Graveslab, St. Patricksrock, Co. Tipperary
Co. Tipperary |
Tombs & Memorials
On the floor of the cathedral choir at the Rock of Cashel lies a fragment of a medieval graveslab whose inscription has not been read by anyone in living memory, and possibly not for centuries.
The slab is incomplete, its base missing and a horizontal crack running across the stone above the cross-base, leaving a piece that measures just under a metre in length. Around the carved cross-shaft, Black Letter script, the angular Gothic lettering common to medieval ecclesiastical stonework, runs along both sides of the slab and continues in three further lines flanking the shaft itself. Nobody, it seems, can tell you what it says.

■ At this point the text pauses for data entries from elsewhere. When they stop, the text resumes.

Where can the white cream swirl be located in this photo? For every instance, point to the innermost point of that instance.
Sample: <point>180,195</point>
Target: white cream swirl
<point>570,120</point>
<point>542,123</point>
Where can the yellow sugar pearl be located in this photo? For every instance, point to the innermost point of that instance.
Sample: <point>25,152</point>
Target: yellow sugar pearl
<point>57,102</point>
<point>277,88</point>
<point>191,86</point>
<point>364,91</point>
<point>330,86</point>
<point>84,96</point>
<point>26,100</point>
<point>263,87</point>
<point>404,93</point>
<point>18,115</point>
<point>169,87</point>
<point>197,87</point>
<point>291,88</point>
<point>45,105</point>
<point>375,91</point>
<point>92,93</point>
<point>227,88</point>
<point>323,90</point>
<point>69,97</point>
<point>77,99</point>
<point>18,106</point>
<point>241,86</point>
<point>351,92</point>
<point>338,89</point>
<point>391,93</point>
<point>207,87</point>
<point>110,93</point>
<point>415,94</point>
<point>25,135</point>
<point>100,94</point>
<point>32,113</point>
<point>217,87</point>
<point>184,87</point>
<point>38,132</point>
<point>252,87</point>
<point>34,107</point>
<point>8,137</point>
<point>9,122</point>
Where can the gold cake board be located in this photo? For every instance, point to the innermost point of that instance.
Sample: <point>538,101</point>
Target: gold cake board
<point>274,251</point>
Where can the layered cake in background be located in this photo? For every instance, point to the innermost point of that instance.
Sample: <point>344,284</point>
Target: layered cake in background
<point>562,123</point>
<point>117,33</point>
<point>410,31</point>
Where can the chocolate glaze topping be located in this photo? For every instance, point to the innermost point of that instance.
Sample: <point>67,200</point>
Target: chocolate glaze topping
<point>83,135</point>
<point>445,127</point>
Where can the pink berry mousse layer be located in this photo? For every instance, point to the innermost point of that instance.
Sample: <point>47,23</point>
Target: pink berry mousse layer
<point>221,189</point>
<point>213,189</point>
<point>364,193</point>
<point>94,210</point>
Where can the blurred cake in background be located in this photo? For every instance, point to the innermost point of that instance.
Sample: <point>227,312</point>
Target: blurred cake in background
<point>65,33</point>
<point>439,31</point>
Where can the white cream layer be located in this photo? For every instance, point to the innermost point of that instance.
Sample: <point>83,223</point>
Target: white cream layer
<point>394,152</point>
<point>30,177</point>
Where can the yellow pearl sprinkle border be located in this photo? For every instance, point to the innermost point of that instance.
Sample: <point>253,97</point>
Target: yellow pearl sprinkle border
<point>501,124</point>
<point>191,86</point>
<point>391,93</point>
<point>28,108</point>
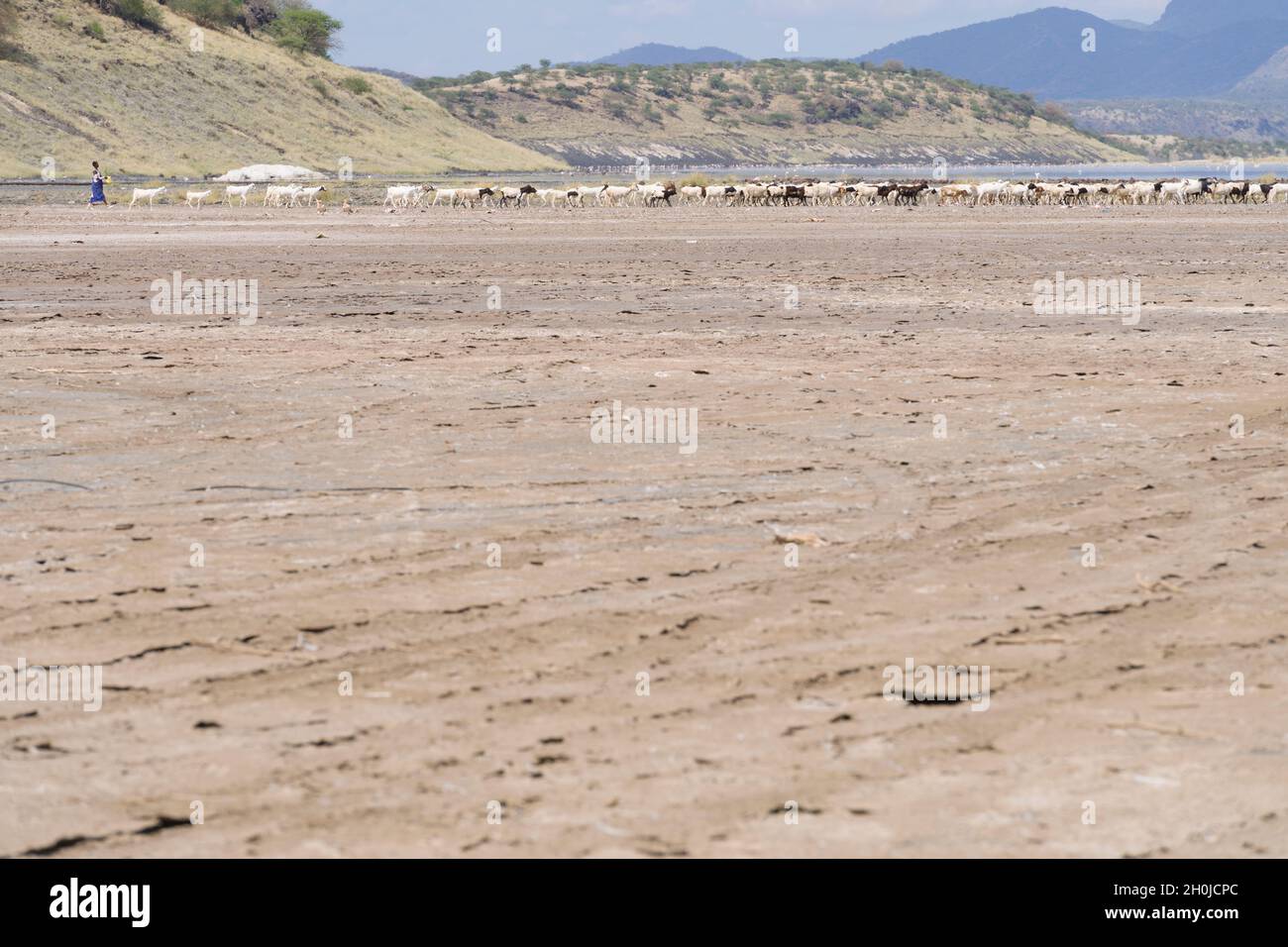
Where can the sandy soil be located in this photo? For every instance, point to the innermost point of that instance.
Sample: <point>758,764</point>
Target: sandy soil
<point>369,556</point>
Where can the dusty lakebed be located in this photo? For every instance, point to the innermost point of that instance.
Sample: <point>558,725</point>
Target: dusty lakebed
<point>934,454</point>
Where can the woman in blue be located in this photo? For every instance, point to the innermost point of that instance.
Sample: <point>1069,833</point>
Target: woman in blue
<point>95,188</point>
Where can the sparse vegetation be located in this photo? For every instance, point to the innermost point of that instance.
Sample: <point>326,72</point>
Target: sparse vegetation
<point>209,13</point>
<point>778,107</point>
<point>141,13</point>
<point>165,107</point>
<point>307,31</point>
<point>356,84</point>
<point>8,24</point>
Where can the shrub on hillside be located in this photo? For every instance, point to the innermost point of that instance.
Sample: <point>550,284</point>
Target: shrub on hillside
<point>356,84</point>
<point>307,33</point>
<point>141,13</point>
<point>210,13</point>
<point>8,18</point>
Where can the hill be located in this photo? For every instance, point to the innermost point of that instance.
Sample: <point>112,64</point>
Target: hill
<point>662,54</point>
<point>769,111</point>
<point>84,85</point>
<point>1041,52</point>
<point>1197,17</point>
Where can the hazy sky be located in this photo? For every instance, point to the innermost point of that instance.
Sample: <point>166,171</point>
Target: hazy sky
<point>432,38</point>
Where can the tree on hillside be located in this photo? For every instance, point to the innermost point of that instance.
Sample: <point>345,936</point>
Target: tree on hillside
<point>257,14</point>
<point>210,13</point>
<point>142,13</point>
<point>307,31</point>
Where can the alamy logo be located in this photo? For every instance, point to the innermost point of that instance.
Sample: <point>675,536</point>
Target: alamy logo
<point>179,296</point>
<point>1064,296</point>
<point>102,900</point>
<point>56,684</point>
<point>938,684</point>
<point>648,425</point>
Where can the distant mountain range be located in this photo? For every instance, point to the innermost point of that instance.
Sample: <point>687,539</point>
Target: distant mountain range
<point>662,54</point>
<point>1196,50</point>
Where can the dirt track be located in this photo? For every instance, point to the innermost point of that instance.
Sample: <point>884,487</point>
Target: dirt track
<point>471,427</point>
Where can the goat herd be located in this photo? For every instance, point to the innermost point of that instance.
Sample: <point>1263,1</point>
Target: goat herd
<point>755,192</point>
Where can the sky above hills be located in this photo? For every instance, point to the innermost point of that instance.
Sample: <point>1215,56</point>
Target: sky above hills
<point>446,39</point>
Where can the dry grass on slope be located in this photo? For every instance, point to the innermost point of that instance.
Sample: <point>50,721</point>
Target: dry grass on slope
<point>146,103</point>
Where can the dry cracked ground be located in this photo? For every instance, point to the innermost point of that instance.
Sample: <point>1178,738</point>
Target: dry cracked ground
<point>514,688</point>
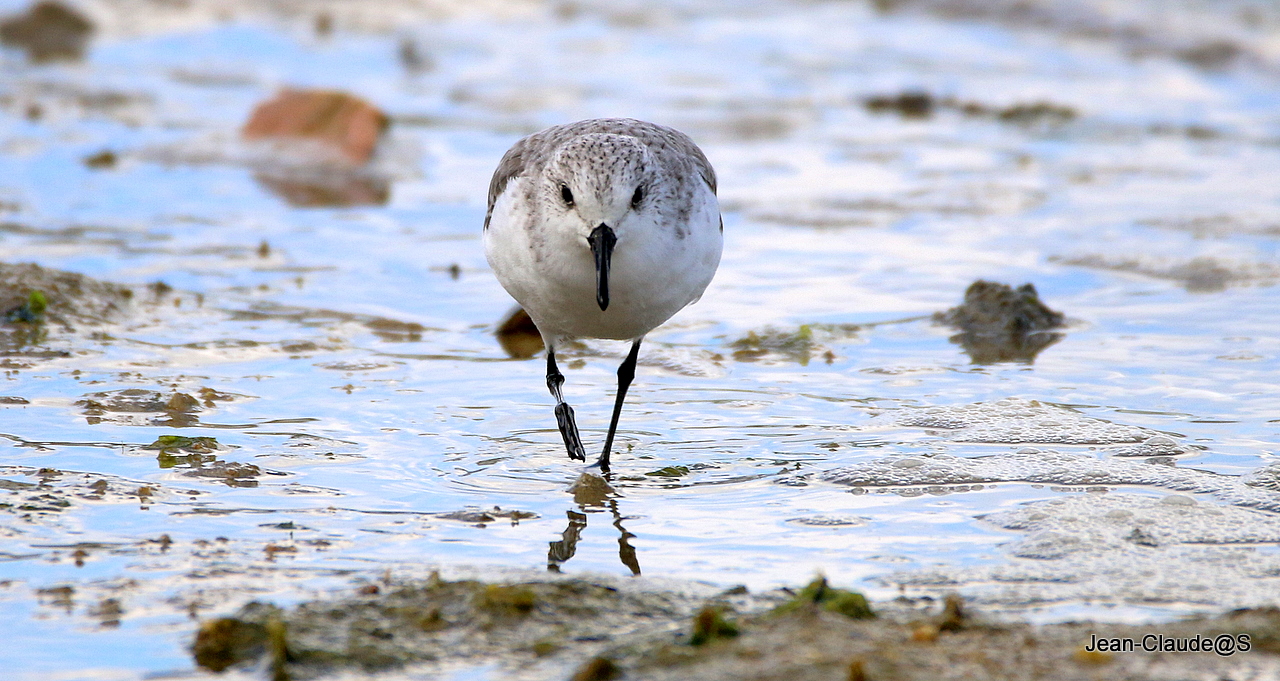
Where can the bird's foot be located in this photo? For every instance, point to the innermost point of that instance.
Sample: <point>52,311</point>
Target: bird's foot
<point>568,430</point>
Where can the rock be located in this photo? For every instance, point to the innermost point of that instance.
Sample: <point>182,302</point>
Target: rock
<point>906,104</point>
<point>46,32</point>
<point>1001,324</point>
<point>344,127</point>
<point>519,336</point>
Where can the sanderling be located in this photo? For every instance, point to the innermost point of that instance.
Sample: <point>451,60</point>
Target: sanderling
<point>602,229</point>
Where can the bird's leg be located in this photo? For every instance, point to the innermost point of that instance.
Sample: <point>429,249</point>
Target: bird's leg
<point>626,373</point>
<point>563,412</point>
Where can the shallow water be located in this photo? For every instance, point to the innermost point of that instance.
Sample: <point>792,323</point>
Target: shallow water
<point>1150,219</point>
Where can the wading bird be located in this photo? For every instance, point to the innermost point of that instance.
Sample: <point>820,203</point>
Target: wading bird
<point>602,228</point>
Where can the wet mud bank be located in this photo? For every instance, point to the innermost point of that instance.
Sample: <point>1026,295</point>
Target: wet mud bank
<point>595,630</point>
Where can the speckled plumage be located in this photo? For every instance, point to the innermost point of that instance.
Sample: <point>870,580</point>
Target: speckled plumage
<point>602,229</point>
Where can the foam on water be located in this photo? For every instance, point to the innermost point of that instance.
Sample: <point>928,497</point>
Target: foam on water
<point>1123,548</point>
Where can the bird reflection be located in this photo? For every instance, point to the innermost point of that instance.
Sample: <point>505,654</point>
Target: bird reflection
<point>592,493</point>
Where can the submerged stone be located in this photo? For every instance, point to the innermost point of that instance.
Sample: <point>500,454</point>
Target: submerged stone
<point>519,336</point>
<point>48,31</point>
<point>1001,324</point>
<point>343,126</point>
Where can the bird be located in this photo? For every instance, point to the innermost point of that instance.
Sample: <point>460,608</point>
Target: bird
<point>602,228</point>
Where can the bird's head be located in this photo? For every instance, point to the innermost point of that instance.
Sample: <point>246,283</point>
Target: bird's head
<point>598,186</point>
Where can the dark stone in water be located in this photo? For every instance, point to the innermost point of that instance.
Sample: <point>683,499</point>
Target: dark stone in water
<point>1001,324</point>
<point>519,336</point>
<point>906,104</point>
<point>48,32</point>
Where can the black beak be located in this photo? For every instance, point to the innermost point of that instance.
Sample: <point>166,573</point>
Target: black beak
<point>602,241</point>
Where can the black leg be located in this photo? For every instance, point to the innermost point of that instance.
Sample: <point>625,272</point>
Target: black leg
<point>563,412</point>
<point>626,373</point>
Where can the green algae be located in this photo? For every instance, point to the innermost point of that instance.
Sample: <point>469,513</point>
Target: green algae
<point>711,625</point>
<point>168,444</point>
<point>32,311</point>
<point>821,594</point>
<point>670,471</point>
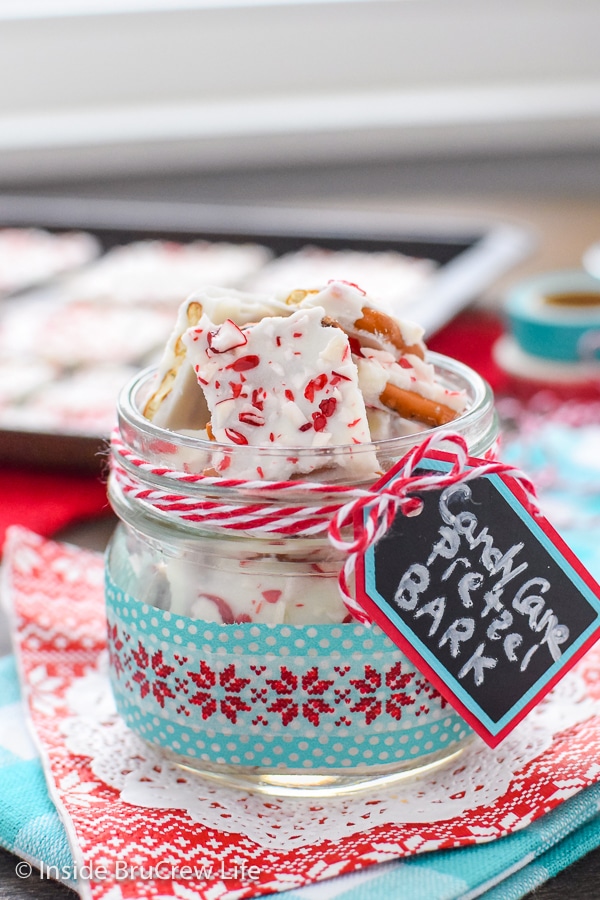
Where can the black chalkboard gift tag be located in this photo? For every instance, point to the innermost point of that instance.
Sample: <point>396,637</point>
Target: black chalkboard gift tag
<point>479,591</point>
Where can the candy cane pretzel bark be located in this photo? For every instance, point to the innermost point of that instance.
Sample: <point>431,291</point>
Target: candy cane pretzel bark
<point>389,355</point>
<point>285,382</point>
<point>178,403</point>
<point>366,326</point>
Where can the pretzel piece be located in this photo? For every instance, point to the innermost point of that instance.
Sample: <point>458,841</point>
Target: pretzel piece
<point>193,314</point>
<point>413,406</point>
<point>378,323</point>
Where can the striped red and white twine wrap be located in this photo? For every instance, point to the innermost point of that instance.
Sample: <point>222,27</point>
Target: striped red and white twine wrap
<point>343,507</point>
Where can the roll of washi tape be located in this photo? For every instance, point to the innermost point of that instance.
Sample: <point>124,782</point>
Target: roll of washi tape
<point>556,316</point>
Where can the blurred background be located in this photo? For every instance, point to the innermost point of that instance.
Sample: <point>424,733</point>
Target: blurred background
<point>466,106</point>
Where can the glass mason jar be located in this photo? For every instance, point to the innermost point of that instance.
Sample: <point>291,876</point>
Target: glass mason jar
<point>230,647</point>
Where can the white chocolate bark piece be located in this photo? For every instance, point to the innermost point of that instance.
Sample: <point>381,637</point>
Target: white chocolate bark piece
<point>252,589</point>
<point>350,306</point>
<point>378,370</point>
<point>283,382</point>
<point>178,401</point>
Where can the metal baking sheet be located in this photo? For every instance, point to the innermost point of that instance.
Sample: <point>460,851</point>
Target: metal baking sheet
<point>470,254</point>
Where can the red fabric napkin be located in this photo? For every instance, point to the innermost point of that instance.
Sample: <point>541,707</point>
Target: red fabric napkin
<point>46,501</point>
<point>469,338</point>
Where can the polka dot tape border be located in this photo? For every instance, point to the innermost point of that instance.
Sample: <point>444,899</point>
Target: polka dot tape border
<point>292,697</point>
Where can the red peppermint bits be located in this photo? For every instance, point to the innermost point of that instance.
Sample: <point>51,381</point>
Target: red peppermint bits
<point>244,363</point>
<point>251,418</point>
<point>236,437</point>
<point>258,398</point>
<point>328,406</point>
<point>314,385</point>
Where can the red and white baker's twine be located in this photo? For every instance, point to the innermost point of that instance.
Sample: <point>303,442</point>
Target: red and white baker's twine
<point>131,473</point>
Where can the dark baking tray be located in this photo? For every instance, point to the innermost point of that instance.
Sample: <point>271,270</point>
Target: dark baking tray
<point>471,255</point>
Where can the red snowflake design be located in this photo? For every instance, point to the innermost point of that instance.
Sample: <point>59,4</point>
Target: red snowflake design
<point>231,704</point>
<point>115,645</point>
<point>397,682</point>
<point>205,680</point>
<point>291,695</point>
<point>148,667</point>
<point>368,703</point>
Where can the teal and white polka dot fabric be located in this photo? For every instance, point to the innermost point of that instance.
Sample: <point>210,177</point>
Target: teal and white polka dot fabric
<point>334,697</point>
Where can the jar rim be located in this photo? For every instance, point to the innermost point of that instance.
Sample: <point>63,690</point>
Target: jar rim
<point>481,403</point>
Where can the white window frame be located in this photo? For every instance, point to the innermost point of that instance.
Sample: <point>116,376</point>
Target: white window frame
<point>88,86</point>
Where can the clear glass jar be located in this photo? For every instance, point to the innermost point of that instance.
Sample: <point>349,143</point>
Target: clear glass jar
<point>232,651</point>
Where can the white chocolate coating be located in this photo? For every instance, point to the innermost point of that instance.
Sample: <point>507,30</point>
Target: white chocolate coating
<point>287,382</point>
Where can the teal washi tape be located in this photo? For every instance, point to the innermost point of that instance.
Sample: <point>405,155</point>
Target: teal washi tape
<point>280,697</point>
<point>556,316</point>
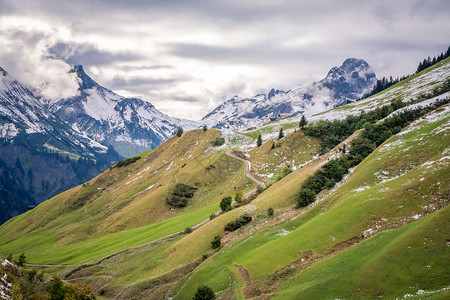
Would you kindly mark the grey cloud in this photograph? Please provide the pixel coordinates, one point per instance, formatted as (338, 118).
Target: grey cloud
(189, 99)
(140, 68)
(87, 54)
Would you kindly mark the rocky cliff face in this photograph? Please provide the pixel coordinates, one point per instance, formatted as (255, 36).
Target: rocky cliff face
(40, 155)
(342, 85)
(130, 125)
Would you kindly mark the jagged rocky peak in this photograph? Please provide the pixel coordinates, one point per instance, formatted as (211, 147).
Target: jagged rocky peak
(351, 80)
(86, 81)
(351, 68)
(273, 92)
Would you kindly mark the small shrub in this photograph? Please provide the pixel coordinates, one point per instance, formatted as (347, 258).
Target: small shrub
(215, 243)
(204, 293)
(303, 122)
(305, 197)
(259, 141)
(238, 223)
(22, 260)
(125, 162)
(260, 189)
(281, 134)
(219, 142)
(239, 197)
(181, 195)
(180, 132)
(225, 204)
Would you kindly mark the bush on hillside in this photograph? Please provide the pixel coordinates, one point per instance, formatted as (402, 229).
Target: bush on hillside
(215, 243)
(125, 162)
(219, 142)
(181, 195)
(239, 197)
(238, 223)
(225, 204)
(204, 293)
(305, 197)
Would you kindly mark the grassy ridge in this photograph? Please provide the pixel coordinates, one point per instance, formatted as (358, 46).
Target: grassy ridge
(127, 204)
(381, 266)
(346, 213)
(43, 248)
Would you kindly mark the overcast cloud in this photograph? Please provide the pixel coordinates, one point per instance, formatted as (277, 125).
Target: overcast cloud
(187, 57)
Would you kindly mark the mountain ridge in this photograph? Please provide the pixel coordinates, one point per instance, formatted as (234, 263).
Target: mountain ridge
(130, 125)
(341, 85)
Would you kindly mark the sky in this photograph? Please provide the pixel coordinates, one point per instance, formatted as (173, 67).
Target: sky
(187, 57)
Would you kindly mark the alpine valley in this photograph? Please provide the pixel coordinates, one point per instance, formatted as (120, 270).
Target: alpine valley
(350, 202)
(101, 127)
(48, 146)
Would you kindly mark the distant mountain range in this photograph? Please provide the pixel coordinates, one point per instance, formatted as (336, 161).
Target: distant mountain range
(48, 146)
(130, 125)
(40, 155)
(342, 85)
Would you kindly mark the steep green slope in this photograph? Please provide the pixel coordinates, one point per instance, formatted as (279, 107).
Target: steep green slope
(366, 204)
(396, 196)
(127, 204)
(410, 260)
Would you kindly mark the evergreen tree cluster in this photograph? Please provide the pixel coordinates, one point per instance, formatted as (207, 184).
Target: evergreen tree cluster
(181, 195)
(27, 283)
(374, 134)
(385, 83)
(428, 62)
(238, 223)
(333, 132)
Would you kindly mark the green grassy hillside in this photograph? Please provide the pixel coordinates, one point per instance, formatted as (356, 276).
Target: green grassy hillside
(126, 206)
(382, 231)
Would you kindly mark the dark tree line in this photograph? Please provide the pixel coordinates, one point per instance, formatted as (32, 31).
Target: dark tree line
(374, 135)
(333, 132)
(385, 83)
(428, 62)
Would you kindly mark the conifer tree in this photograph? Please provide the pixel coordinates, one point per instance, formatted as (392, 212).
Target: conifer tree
(280, 134)
(303, 122)
(259, 141)
(180, 131)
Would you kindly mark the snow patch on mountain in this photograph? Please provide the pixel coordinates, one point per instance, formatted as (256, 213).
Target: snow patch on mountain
(130, 125)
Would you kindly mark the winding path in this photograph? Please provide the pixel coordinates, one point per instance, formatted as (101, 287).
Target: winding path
(196, 226)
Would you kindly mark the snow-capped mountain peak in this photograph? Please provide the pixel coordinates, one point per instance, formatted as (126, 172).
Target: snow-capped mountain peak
(130, 125)
(342, 84)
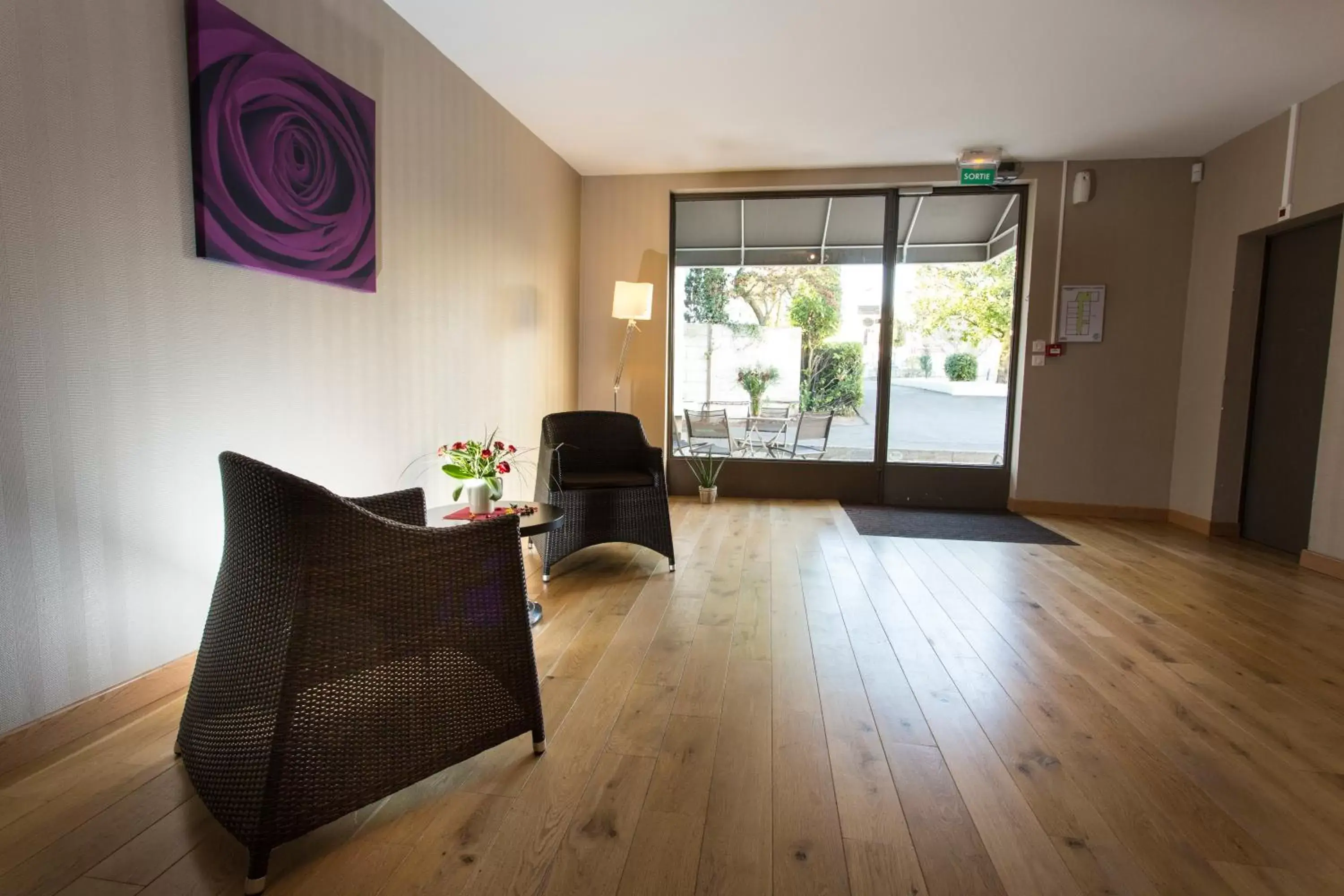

The decoration that survives is precise enough to read even if the words are not. The cross-shaft terminates in two cross-bands of unequal length, set above a pillar-base form, a carved support resembling a column's foot, giving the composition a formal, architectural quality typical of medieval funerary art. The Latin inscription was already being described as illegible by the early twentieth century, when Fitzgerald, writing between 1901 and 1903, noted its condition in what was then already an old stone. Maher, writing in 1997, recorded the decorative details that do remain visible. Between those two accounts, the stone seems to have yielded no further information about whose memory it was carved to preserve.